In this paper, we introduce a new distillation framework, DFGPD, which consists of global and positional distillation, a teacher framework, and a two-stage distillation method. The advantages of DFGPD are as follows: (1) it fuses feature maps from different stages using a selective dense feature connection module and enhances the network’s feature representation through self-distillation; (2) it efficiently transfers knowledge by utilizing the global information of the feature maps from the teacher and student networks across channel and spatial dimensions, as well as positional information along the width and height dimensions. DFGPD can effectively enhance the performance of the student network in classification and segmentation tasks without increasing the complexity of the student network.

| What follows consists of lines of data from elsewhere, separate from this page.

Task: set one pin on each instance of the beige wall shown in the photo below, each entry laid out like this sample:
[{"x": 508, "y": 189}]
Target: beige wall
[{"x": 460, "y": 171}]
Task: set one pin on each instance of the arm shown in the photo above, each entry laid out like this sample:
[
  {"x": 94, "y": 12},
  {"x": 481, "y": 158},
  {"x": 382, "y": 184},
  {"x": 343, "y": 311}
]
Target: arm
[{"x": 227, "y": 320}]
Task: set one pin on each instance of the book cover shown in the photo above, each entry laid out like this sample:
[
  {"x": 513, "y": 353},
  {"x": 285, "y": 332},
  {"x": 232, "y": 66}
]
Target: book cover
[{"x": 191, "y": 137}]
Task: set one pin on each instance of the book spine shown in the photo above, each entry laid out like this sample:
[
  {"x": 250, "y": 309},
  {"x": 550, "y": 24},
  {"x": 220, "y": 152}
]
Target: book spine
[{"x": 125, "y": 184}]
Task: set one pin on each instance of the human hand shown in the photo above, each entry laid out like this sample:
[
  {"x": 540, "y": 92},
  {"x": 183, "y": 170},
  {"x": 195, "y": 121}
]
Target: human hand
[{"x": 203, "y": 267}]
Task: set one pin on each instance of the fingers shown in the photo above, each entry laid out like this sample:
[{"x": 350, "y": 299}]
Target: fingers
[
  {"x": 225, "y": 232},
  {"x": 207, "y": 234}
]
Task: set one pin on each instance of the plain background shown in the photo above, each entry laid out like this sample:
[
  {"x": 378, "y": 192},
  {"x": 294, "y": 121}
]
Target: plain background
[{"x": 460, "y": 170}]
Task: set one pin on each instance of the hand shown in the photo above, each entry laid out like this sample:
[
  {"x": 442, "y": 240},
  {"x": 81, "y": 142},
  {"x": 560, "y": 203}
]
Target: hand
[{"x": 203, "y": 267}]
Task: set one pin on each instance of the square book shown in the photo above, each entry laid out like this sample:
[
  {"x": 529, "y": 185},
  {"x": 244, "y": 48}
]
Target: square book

Limitations and future research directions Despite the improvements in distillation performance achieved by DFGPD, it also has some limitations. A primary challenge is that Self-distillation and the upsampling process can decrease the efficiency of the entire distillation process. Moreover, for the task of object detection, more refined distillation strategies need to be contemplated to enhance the performance improvement of DFGPD in object detection tasks. This mainly due to the inherent complexity of object detection tasks, where factors such as the ratio of losses for the foreground and background, as well as the ratio of losses for large and small object detection, must be carefully considered to meticulously design the distillation methods. In future research, we will consider designing distillation strategies tailored to different distillation tasks, enabling DFGPD to adapt to a greater variety of tasks and achieve better results.